2.2 Nucleated RBCs induce interleukin response

TLR signaling culminates in cellular activation and production of cytokines [27]. Cytokines are secreted proteins involved in cell recruitment and regulation of both innate and adaptive immune responses. They are essential for an effective host immune response to pathogens [28]. The nucleated RBCs apart from type I IFN expression have been reported to produce other cytokines, at gene or protein level, in response to several PAMPs.

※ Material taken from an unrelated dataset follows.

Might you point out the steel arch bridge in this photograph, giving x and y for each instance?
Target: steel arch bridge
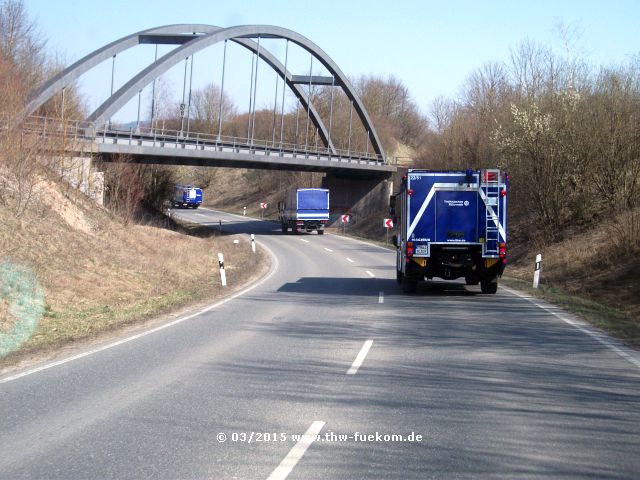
(190, 39)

Chicken RBCs stimulated with polyI:C have shown an increase in interleukin 8 (il8) transcripts of approximately 4 log, which was at least two to three orders of magnitude higher than those observed in monocytes, thrombocytes, and heterophils [10]. Besides, stimulation of rainbow trout RBCs with polyI:C was reported to induce de novo synthesis of mRNAs from chemokine (C-C motif) ligand 4 (ccl4) [3], which is a chemoattractant for natural killer cells, monocytes, and a variety of other immune cells [29].

Rainbow trout RBCs exposed to VHSV have shown augmented IL-8 (Figure 3) and interleukin 1β (IL-1β) protein levels [26]. IL-8 acts as a chemotactic factor for heterophils and other leukocytes such as monocytes [30]. Further studies are needed to consider the chemotactic properties of nucleated RBCs, however. On the other hand, rainbow trout RBCs exposed to IPNV showed a downregulation trend of IL-8, IL-1β, and tumor necrosis factor-α (TNF-α) protein expression [25]. Similarly, human cord blood nucleated RBCs have been shown to exert a regulatory function in the innate immune response, by means of the suppression of the production of inflammatory cytokines such as TNF-α and IL-1β from monocytes in lipopolysaccharide (LPS)-mimicked system to suppress a vigorous innate immune reaction, which can be harmful to fetuses [31].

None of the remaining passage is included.